Rio Carnival is arguably the most famous party in the world, and images of the legendary samba school parades are beamed across the world live from the purpose-built Sambadrome each year. But while the world's eyes are trained on the sexy samba dancers, elaborate costumes and themed floats, much of the real carnival fun is taking place elsewhere in Rio.
Carnival is Rio's big annual festival held in February and/or March; it lasts from the Friday to the Tuesday before Lent. But entrance to the samba school parades (the main attractions), which take place over the four days of Carnival, is an expensive affair, starting at well over R$100 for the "cheap seats" and spiraling into thousands of reais for luxury boxes. As such, the masses have taken their parties to the streets in the form of Carnival blocos (street parties).
Carnival blocos are Rio's biggest party — Photo courtesy of Lucy Bryson
These street parties take place the length and breadth of the city, and see baterias (drum-led percussion groups) leading thousands of partiers through the streets of Rio. Blocos have been building in both number and popularity in recent years, and each follows a set route through a given neighborhood of Rio.
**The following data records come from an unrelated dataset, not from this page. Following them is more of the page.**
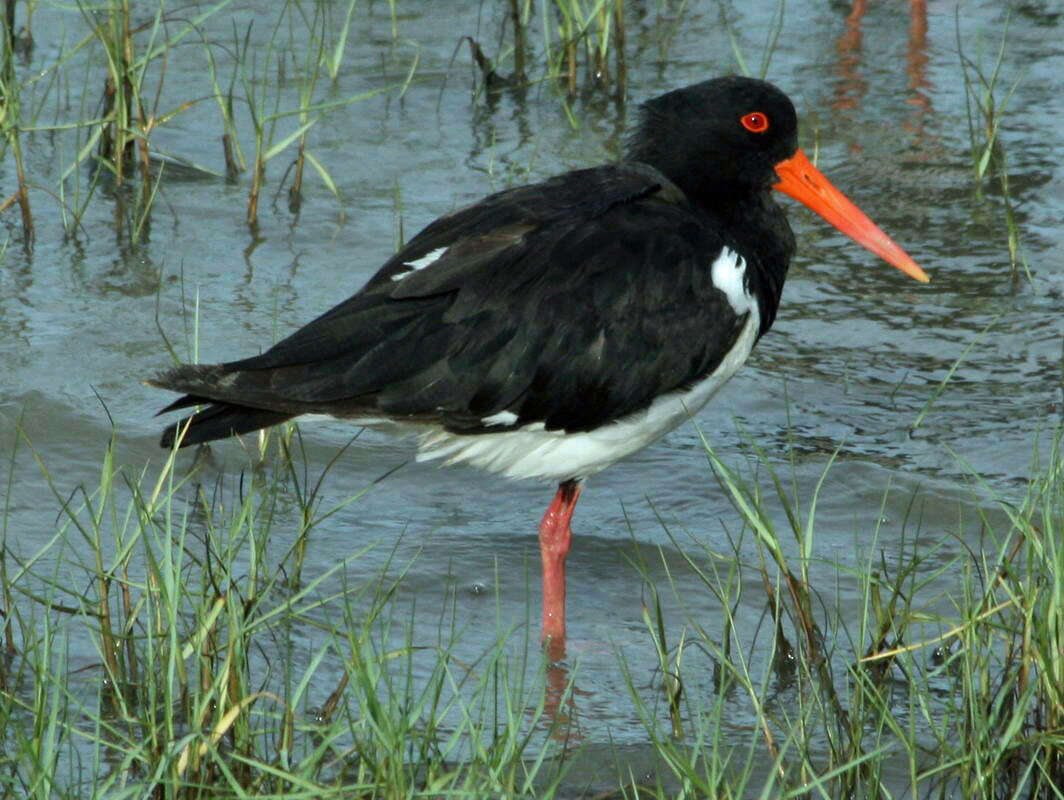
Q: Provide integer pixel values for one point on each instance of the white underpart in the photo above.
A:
(421, 263)
(533, 452)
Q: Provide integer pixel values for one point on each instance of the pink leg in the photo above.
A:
(555, 537)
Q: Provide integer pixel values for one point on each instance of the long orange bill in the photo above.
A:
(807, 184)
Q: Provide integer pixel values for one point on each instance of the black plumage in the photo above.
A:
(549, 330)
(571, 302)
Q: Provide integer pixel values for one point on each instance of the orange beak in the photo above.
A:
(807, 184)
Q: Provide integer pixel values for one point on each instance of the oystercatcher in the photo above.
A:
(550, 330)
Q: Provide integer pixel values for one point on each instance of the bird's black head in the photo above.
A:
(721, 136)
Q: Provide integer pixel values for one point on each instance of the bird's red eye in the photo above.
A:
(754, 121)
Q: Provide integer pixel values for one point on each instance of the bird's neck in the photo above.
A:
(757, 228)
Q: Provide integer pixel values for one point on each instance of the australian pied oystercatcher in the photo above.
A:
(550, 330)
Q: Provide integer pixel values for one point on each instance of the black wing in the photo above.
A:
(570, 302)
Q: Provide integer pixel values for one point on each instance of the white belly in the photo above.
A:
(532, 452)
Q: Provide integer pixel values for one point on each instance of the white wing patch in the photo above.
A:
(421, 263)
(503, 417)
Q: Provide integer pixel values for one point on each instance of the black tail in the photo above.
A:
(218, 421)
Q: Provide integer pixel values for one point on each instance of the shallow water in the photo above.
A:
(855, 354)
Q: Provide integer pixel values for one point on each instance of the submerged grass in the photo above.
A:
(221, 671)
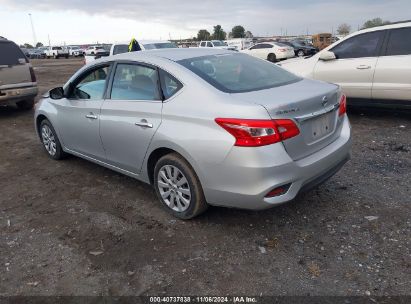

In 2013, there were close to 500 official blocos held in Rio, parading along the beaches of Ipanema and Copacabana, through the sticky streets of Centro and along the winding cobbled paths of Santa Teresa. The oldest, and most popular, is Centro-based Cordao de Bola Preta, which began life in 1918 as a group of local musicians organizing a street party for neighborhood partiers. Today, their bloco attracts literally millions of partiers (In 2012, over two million revelers joines the party.); it's one of the liveliest parties of Carnival.
Blocos generally take a theme or dress code (Cordao do Bola Preta is black and white, for example.) and have a set "anthem" each year, which many partiers will be well acquainted with prior to Carnival, thanks to a series of rehearsals that are open to the public and tend to be very lively affairs.
Fancy dress is part of the street party fun — Photo courtesy of Lucy Bryson
Other hugely popular blocos include Carmelitas in Santa Teresa, which has become so popular that organizers tend to deliberately advertise incorrect timetables for their parades in order to prevent too many people from turning up - keep an eye on social media for last-minute timetable changes.
The good news for partiers is that blocos begin well before the official start of Carnival, and they continue for a few days afterwards. Budget travelers who are priced out of Rio during the four days of Carnival "proper" may still have a chance to join in the party fun.
The blocos may begin at the crack of dawn and run well into the night, making for an exhausting few days for determined partiers. Keep an eye out for vendors selling homemade frozen caipirinhas, which cost just a couple of reais and help keep the party spirit alive when the sun beats down.